De plus les raisons qui ont conduit au dépôt de bilan sont le retard de règlement du crédit impôt recherche et de factures fournisseurs pour plus de 650.000 euros ce qui ne peut lui être reproché.
La cour note avec le tribunal que l'augmentation du passif durant la période suspecte a été très importante, soit 1.028.000 euros sur un passif total de 4.200.000 euros et que le retard dans la déclaration de cessation des paiements a été de deux mois et demi. Cependant au regard de ces chiffres il y a lieu de retenir également que, selon le rapport établi par Maître [E], mandataire ad hoc désigné par le tribunal de commerce dans le cadre de la prévention des difficultés des entreprises, que les difficultés financières de la société étaient essentiellement dues à un retard de remboursement d'un crédit impôt recherche de plus de 540.000 euros et dans le non règlement de factures totalisant 77.0000 euros par la société BULL pour un contrat avec un hôpital. Par ailleurs, Maître [E] indique que la société a réussi à réduire ses charges fixes pour atteindre l'équilibre d'exploitation pendant la période d'observation et à trouver un investisseur disposé à entrer dans la société.
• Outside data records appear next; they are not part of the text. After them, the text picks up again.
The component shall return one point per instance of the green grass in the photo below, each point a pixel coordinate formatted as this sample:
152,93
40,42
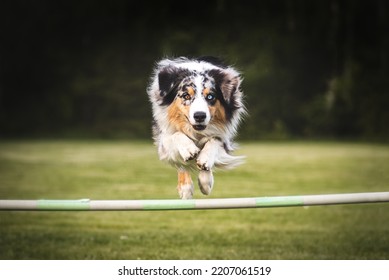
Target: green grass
131,170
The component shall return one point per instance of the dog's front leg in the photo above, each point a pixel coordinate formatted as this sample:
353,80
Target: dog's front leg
185,184
177,147
208,155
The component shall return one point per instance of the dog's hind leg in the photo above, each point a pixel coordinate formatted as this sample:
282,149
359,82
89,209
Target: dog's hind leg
185,184
205,181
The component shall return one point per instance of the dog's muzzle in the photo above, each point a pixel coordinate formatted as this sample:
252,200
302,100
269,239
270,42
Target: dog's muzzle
199,117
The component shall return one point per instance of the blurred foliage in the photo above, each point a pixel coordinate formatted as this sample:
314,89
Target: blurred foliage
311,69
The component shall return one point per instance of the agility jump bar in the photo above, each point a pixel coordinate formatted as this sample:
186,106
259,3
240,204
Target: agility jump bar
192,204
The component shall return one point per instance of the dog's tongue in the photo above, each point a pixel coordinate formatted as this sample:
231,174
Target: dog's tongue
199,127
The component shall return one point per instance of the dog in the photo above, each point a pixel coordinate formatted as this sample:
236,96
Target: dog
197,105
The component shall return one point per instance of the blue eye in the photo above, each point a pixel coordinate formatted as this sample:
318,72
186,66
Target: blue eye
210,97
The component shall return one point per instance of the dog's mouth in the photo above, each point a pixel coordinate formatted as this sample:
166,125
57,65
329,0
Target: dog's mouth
199,126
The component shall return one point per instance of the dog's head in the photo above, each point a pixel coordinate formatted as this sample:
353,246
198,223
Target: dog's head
201,93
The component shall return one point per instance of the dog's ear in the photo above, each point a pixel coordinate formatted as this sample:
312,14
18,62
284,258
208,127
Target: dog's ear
169,78
228,80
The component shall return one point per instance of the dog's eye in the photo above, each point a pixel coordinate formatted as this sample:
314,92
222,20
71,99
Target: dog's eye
186,96
210,97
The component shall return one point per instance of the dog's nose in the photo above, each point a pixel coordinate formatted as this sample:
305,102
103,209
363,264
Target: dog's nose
199,116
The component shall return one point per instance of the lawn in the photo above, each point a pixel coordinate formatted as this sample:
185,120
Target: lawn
131,170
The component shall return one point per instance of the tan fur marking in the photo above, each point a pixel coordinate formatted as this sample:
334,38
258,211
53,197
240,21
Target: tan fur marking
190,91
218,114
184,178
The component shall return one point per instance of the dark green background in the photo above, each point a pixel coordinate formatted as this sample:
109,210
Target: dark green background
312,69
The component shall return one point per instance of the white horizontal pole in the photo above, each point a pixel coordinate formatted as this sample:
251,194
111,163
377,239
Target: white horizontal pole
192,204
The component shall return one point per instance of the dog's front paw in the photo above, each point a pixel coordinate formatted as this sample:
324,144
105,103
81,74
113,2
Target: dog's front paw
205,181
204,162
188,150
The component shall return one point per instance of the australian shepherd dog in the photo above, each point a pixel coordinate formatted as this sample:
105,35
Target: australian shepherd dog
197,107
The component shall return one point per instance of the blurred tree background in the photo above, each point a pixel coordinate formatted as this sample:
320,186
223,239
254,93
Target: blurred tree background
312,69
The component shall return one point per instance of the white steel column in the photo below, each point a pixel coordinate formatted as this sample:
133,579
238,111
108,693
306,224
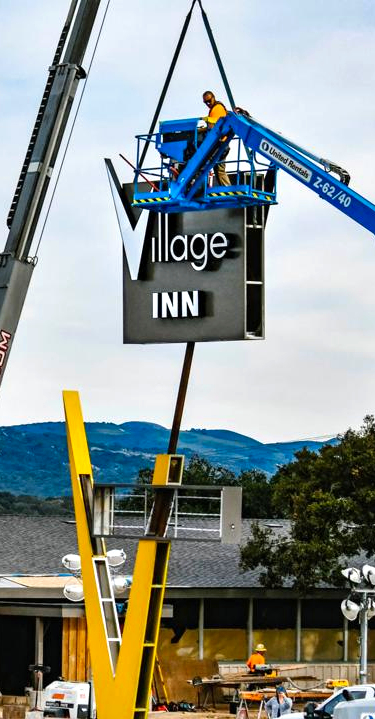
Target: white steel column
250,627
201,630
298,631
39,630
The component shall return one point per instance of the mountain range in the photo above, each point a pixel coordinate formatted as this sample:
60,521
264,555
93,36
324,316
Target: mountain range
34,457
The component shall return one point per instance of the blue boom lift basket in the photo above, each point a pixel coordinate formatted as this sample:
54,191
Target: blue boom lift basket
182,142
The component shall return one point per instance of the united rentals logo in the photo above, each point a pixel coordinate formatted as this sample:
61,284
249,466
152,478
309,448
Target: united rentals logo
281,157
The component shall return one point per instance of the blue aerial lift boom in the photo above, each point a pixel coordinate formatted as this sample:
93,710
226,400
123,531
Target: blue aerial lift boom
188,155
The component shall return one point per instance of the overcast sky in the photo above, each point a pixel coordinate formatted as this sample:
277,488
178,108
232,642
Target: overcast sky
305,68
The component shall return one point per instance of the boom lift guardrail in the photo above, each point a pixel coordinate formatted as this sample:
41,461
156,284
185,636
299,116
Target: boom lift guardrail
178,142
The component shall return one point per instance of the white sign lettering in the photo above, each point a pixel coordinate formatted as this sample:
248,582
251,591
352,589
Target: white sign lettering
176,304
197,249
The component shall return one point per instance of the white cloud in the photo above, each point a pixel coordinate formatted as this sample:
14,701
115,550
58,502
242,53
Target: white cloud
305,69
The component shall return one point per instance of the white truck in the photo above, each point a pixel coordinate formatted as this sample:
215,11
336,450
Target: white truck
325,710
357,709
73,700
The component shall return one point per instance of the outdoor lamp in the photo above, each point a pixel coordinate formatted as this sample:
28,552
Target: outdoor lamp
350,609
73,591
371,608
116,557
120,583
353,574
72,562
369,574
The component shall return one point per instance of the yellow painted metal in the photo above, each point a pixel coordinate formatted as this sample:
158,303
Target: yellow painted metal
127,691
168,469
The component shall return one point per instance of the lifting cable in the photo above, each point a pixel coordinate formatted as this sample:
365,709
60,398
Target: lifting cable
173,65
72,128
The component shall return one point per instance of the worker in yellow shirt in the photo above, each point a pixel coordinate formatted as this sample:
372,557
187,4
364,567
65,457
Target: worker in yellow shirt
256,658
216,110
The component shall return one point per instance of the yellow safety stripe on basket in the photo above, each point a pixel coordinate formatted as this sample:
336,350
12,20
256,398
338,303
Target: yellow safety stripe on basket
227,194
151,199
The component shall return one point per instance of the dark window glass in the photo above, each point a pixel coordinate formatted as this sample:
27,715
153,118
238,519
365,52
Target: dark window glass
321,614
226,613
275,614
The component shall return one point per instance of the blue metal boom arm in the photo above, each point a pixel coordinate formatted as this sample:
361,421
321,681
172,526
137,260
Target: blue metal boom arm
298,163
189,190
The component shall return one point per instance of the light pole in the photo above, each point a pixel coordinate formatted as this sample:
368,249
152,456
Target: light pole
360,602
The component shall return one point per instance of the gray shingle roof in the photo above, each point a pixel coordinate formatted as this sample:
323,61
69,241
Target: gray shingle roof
35,545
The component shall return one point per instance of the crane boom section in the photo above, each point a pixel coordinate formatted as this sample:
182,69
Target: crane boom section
16,267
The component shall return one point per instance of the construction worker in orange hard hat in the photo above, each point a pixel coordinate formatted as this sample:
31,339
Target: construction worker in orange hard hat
257,658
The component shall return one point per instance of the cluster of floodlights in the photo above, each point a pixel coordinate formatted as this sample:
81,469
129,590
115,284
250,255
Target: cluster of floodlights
73,589
362,583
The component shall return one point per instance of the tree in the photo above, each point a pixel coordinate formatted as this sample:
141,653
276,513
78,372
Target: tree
329,498
256,494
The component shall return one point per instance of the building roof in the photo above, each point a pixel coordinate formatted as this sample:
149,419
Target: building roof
34,546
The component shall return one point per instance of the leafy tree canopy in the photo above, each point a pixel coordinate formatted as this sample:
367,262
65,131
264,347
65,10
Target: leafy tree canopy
329,498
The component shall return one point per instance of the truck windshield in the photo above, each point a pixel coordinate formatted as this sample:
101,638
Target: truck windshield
331,703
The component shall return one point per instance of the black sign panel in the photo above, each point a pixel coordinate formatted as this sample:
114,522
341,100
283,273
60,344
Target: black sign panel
194,276
190,284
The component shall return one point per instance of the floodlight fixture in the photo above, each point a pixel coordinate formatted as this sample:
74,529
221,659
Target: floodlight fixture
353,574
120,583
73,591
371,608
72,562
116,558
350,609
369,574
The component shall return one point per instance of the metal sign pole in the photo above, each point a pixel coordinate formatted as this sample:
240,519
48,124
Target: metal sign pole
176,424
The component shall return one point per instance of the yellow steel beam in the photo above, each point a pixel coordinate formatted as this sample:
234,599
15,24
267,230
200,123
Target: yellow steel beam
128,689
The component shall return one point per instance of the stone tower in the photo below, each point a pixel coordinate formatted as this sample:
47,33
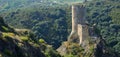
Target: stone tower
79,29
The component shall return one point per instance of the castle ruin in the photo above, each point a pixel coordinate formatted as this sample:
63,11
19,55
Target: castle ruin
79,29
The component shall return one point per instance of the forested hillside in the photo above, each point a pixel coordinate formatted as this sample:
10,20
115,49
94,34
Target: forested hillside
53,24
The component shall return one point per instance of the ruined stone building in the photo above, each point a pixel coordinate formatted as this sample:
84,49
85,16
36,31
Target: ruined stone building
79,29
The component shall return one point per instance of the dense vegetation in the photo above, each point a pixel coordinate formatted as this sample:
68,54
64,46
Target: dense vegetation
53,24
105,16
20,43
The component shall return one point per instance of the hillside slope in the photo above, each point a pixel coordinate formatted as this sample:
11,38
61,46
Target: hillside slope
14,43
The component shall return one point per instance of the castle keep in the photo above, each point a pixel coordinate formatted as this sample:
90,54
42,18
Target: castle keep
79,28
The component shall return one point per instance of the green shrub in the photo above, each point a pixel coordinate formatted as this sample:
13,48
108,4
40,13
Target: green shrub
5,28
24,38
41,41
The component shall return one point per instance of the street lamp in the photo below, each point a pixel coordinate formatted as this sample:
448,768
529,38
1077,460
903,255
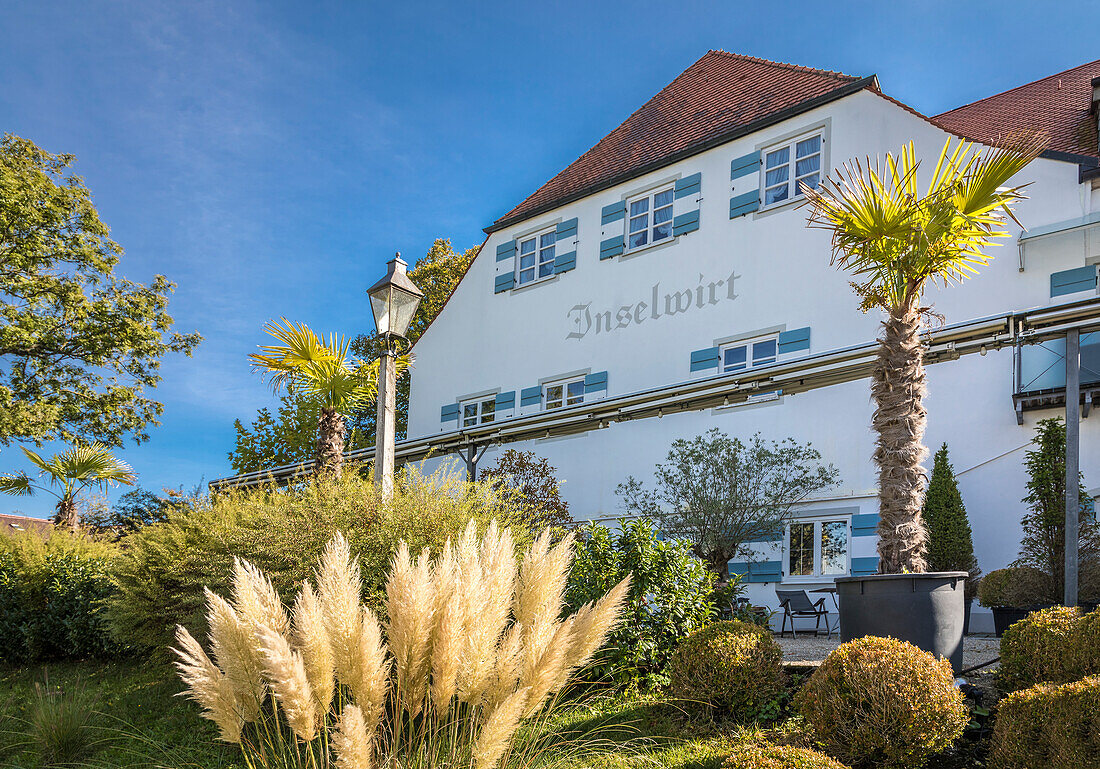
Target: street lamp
394,300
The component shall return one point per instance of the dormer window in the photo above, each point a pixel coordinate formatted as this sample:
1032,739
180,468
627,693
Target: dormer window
790,165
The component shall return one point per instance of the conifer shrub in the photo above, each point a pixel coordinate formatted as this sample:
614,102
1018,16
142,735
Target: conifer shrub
163,568
53,594
755,756
1056,645
729,670
883,703
950,544
1053,726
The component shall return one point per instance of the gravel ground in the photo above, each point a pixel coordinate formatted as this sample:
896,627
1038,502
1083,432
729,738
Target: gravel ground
809,649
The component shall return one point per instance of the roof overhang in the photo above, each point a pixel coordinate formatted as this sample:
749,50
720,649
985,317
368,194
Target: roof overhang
708,143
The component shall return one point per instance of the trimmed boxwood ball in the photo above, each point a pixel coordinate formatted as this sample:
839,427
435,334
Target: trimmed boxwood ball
883,703
729,669
1056,645
1049,726
780,757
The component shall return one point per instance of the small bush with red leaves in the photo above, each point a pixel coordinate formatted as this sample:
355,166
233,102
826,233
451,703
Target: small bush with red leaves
883,703
780,757
729,669
1051,726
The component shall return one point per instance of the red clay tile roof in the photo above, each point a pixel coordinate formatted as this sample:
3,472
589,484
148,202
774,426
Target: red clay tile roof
719,97
1058,105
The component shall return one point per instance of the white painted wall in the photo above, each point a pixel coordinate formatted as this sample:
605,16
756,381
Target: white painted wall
781,275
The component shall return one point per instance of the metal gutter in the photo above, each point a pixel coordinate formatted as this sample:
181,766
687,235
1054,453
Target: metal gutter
812,372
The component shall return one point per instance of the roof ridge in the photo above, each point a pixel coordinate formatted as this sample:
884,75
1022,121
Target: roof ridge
787,65
1015,88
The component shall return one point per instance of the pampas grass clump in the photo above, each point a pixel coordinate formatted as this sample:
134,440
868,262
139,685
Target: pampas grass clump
473,646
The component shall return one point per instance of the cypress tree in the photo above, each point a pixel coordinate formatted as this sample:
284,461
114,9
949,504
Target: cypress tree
950,545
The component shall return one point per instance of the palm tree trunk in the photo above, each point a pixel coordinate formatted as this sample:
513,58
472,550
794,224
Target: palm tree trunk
898,387
66,515
330,441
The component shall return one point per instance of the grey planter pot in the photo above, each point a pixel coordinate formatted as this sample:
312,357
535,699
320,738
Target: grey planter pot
925,610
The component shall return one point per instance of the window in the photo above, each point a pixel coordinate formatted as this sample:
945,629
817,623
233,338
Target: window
650,219
479,412
817,548
749,354
535,257
563,393
787,167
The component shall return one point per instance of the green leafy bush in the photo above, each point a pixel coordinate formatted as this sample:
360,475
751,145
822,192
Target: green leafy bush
670,597
779,757
52,597
1015,586
730,669
1051,726
164,567
1056,645
883,703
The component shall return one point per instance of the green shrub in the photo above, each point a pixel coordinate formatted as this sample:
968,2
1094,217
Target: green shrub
53,592
1056,645
879,702
754,756
1015,586
164,567
1049,726
730,669
670,597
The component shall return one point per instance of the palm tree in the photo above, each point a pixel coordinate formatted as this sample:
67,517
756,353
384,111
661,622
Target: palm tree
894,242
322,371
73,470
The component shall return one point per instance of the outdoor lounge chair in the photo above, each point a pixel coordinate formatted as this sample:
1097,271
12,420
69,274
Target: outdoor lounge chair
795,604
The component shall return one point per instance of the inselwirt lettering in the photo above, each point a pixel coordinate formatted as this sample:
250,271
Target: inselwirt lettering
584,321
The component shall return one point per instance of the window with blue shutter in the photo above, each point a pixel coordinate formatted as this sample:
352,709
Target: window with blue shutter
745,185
505,274
613,230
689,195
1073,281
565,234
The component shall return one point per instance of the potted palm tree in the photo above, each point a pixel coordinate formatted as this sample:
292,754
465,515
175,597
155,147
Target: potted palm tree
72,471
894,241
321,371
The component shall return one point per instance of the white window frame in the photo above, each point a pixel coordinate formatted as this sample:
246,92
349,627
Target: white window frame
565,401
791,145
481,414
817,522
650,228
749,345
540,256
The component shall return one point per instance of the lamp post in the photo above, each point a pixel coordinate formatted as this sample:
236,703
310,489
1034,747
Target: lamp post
394,300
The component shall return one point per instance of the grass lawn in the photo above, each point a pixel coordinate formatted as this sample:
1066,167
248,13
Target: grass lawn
141,723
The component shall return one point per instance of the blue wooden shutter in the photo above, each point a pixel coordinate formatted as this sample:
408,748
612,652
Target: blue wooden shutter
505,266
704,360
794,341
685,202
449,413
595,385
745,185
1073,281
864,526
564,246
613,230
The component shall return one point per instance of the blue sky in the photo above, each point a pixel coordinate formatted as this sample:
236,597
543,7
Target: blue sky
271,156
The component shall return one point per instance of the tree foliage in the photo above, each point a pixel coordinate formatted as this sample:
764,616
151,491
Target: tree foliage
719,494
1043,545
288,436
950,544
79,345
534,479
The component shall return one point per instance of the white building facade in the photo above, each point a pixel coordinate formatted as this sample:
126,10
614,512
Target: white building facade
678,249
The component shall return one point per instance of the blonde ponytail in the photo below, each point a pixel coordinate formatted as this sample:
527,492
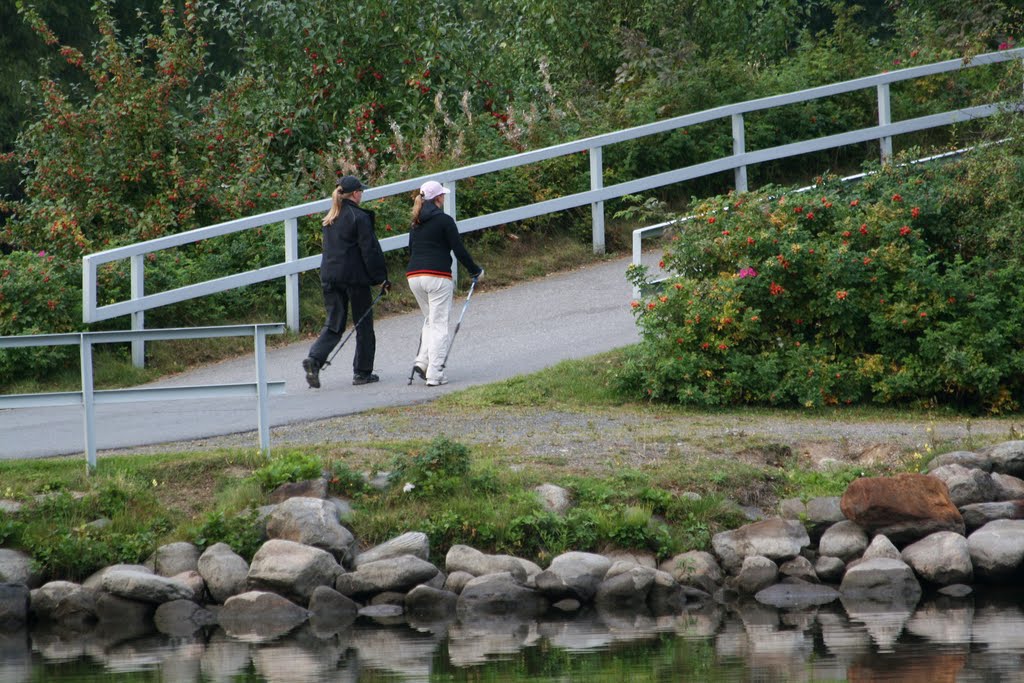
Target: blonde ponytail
417,207
338,197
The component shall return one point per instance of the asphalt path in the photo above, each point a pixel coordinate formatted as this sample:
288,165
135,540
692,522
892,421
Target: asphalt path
505,333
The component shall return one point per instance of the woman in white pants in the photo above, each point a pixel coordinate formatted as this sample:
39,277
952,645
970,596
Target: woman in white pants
432,240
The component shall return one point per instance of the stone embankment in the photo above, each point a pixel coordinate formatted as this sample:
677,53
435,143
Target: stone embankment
881,545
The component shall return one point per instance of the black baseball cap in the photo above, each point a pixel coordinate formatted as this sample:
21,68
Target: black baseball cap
349,183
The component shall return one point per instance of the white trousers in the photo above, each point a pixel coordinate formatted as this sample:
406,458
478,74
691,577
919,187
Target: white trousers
434,296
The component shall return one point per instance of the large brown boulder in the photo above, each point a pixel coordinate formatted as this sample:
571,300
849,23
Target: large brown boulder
903,508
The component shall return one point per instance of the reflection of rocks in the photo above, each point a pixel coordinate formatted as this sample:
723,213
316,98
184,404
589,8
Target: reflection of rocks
297,660
938,668
15,657
884,621
223,658
499,594
944,622
257,615
999,628
400,651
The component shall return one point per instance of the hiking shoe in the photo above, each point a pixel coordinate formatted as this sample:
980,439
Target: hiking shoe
312,372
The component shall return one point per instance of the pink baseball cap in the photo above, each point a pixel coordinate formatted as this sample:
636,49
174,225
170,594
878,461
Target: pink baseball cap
432,189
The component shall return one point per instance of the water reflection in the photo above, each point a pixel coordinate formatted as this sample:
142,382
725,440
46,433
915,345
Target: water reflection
943,639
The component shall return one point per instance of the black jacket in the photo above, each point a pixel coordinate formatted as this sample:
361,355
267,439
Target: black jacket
351,253
431,243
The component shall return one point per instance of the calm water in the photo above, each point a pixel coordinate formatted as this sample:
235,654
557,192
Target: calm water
974,639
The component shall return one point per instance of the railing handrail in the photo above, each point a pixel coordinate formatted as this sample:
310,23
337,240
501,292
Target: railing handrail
596,196
521,159
87,396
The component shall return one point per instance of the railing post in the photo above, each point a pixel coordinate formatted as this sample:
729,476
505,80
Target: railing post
597,208
292,282
262,400
738,147
138,317
450,209
637,257
885,118
88,407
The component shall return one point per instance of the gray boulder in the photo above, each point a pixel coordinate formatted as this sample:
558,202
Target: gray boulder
573,574
95,580
499,595
1007,458
411,543
175,558
1008,487
882,580
430,604
457,581
398,573
776,539
941,559
965,458
979,514
472,561
796,595
966,485
829,569
554,499
330,610
311,521
141,587
696,568
257,615
224,571
997,549
293,569
64,601
181,617
881,547
14,601
799,567
15,567
845,540
756,573
626,592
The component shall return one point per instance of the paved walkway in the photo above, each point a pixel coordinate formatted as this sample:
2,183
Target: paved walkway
505,333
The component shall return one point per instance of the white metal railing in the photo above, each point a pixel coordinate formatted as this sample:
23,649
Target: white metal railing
737,162
88,397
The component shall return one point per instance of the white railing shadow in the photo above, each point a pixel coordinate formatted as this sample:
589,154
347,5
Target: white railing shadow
88,397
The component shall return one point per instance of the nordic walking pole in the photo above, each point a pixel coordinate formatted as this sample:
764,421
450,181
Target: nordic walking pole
461,315
356,326
412,373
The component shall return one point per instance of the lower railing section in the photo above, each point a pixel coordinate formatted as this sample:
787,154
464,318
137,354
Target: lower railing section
88,397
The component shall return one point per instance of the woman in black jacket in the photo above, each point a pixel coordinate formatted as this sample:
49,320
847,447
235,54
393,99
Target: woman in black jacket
432,239
352,261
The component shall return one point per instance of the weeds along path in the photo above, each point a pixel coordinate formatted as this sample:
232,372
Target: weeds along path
506,332
605,439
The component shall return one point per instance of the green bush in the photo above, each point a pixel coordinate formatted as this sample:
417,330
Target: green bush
289,466
242,531
893,290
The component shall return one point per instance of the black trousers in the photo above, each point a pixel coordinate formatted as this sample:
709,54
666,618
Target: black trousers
337,299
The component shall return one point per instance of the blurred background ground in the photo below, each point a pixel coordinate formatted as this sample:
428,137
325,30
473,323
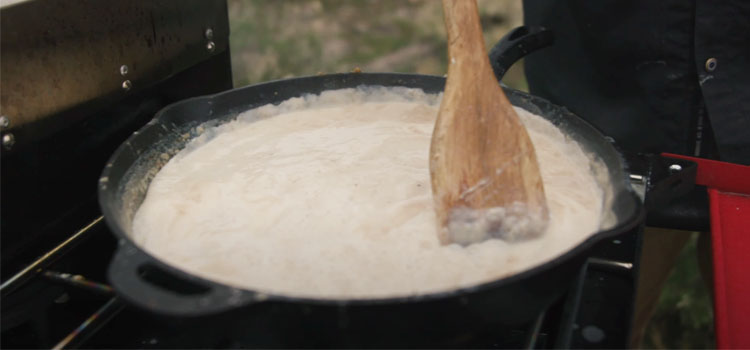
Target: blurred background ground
274,39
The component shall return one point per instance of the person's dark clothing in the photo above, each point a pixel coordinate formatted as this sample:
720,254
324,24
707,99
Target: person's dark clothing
652,74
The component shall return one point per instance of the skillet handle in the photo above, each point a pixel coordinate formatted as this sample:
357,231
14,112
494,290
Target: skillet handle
516,44
156,287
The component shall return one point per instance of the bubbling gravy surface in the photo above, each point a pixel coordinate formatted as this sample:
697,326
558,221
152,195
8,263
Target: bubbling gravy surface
328,196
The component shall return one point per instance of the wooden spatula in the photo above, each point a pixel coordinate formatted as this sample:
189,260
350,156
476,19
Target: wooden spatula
485,175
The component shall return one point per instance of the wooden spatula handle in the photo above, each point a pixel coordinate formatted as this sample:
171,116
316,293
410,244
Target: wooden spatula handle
481,158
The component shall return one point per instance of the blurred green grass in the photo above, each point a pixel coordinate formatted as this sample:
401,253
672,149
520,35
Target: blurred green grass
280,39
272,39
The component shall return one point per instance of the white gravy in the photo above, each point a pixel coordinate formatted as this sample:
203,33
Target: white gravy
329,196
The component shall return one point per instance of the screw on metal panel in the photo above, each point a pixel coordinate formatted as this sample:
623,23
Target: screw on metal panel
636,178
9,140
62,299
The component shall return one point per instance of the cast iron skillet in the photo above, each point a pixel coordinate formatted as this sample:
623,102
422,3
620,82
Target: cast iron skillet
147,282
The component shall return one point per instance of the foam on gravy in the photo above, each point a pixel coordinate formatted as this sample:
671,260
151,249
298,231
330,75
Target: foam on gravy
329,196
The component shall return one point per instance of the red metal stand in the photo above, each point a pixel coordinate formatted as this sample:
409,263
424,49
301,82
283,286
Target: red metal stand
729,196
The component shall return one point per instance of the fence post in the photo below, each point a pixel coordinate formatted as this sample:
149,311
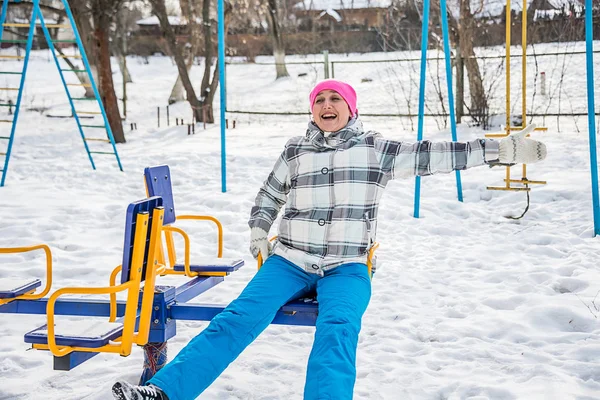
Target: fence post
543,83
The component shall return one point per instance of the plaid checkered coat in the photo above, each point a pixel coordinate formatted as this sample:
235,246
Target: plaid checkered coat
331,187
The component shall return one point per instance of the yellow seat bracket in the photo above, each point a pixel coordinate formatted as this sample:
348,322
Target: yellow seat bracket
31,296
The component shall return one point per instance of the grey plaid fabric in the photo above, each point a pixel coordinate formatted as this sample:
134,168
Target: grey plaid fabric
331,187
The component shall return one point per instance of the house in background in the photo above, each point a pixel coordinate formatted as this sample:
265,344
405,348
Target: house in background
342,15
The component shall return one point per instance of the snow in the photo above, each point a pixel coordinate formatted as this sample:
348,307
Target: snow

Il résulte de ces éléments que la responsabilité de Monsieur [K] doit être atténuée.
Il convient en conséquence de réformer le jugement entrepris sur la durée de la sanction et de réduire celle-ci à deux années.
PAR CES MOTIFS,
Confirme le jugement rendu par le tribunal de commerce de Paris le 30 novembre 2005 sauf en ce qui concerne la durée de l'interdiction,
Statuant à nouveau sur ce point uniquement,
Dit que l'interdiction aura une durée de deux années,
Condamne Monsieur [J] [K] aux dépens.